Rose lets go of the turquoise as if it has burned her and it falls back into her pocket. She returns to her files, wiping her eyes.

There’s no point wallowing in what might have been. If she was advising herself, she’d allow a little wallowing but Rose Talisman does not allow herself to sink into any form of self-pity. The past is the past.

Shit happens. Pain heals. Yadda yadda.

It’s over.

Work will heal her.

Rose stares with blurry eyes at her notes about the group.

When she’d had a private practice a long time ago, she was often amazed that patients thought she had her life totally sorted.

As if being the one sitting straight in the therapist’s chair meant that you had a perfect life.

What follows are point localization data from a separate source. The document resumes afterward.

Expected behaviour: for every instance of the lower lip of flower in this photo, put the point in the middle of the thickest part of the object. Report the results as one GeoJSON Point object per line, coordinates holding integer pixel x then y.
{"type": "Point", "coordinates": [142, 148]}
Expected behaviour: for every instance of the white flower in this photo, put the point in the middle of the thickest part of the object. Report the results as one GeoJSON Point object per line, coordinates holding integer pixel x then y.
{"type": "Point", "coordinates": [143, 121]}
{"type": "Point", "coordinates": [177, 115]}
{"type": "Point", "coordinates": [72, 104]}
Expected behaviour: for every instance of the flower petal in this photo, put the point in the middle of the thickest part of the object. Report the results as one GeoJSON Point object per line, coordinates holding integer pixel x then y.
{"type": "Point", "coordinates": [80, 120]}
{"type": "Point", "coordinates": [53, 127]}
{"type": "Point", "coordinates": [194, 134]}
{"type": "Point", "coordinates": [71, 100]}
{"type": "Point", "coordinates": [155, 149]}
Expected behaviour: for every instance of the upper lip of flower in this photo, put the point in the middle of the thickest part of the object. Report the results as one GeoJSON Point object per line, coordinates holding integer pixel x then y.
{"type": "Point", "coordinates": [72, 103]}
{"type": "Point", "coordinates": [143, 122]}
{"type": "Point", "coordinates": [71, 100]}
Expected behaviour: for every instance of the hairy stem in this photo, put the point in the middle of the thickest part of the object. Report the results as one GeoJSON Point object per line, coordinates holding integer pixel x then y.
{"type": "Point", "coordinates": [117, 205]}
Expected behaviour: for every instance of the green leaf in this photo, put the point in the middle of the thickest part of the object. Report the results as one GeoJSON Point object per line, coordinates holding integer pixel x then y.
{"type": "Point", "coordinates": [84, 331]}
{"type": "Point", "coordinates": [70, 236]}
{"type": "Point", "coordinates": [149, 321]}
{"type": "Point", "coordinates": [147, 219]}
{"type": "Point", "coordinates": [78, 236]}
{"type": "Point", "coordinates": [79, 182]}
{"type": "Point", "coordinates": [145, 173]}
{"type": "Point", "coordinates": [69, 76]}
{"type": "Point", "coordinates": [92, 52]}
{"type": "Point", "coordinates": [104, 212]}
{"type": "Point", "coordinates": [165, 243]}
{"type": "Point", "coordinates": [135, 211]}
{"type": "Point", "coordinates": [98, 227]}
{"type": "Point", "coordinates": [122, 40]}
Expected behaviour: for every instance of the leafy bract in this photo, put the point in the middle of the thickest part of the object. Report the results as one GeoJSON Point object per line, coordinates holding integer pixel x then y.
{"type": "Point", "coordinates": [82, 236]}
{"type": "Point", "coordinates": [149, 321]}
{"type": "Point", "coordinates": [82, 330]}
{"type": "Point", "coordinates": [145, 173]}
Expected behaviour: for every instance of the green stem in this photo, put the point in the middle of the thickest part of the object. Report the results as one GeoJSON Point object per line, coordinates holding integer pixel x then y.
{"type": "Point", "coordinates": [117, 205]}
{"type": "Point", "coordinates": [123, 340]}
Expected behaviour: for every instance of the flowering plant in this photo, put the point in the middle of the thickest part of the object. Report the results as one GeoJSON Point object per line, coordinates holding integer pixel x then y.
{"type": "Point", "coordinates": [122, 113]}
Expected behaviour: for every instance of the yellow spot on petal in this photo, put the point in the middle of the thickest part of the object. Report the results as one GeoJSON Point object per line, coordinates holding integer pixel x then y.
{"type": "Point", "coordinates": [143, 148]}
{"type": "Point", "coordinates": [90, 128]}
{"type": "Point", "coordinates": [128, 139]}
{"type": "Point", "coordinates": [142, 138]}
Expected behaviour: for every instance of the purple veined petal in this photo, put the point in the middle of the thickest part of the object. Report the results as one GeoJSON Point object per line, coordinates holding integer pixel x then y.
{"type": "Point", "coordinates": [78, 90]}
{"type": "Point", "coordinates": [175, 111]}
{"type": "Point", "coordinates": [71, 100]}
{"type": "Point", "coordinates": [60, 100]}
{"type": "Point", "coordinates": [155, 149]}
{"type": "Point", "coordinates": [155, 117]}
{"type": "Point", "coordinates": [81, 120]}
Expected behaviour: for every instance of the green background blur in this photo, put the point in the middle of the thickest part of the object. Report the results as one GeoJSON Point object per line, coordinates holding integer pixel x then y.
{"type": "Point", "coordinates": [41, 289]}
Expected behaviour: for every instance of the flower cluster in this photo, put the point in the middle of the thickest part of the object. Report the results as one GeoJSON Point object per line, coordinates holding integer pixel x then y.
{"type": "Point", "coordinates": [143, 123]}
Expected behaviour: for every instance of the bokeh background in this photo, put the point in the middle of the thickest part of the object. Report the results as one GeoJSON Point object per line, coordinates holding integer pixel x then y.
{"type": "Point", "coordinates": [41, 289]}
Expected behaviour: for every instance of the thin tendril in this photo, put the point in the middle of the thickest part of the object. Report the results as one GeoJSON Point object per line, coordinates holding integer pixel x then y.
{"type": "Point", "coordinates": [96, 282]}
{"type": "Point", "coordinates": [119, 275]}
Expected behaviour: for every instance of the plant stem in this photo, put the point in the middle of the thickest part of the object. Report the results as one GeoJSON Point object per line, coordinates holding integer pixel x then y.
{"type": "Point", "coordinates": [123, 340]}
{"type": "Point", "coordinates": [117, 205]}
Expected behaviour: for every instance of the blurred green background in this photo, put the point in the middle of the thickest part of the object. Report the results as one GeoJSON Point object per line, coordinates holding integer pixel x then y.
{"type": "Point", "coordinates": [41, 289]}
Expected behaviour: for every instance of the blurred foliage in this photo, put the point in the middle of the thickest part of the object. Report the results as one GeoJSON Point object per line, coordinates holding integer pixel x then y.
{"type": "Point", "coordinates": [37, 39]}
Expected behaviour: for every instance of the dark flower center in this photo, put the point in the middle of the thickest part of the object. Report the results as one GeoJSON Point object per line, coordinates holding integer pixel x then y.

But therapists have to have therapists too – someone to talk to when drama shakes their lives. Hers was Vida, a woman so wise that Rose was convinced that Vida could have no issues in her personal life.

‘Always with the jokes!’ Vida said in amusement the first time Rose said this to her.

People’s lives are always works in progress.

‘Focus,’ Rose tells herself now. ‘If work is going to heal you, you have to actually do it.’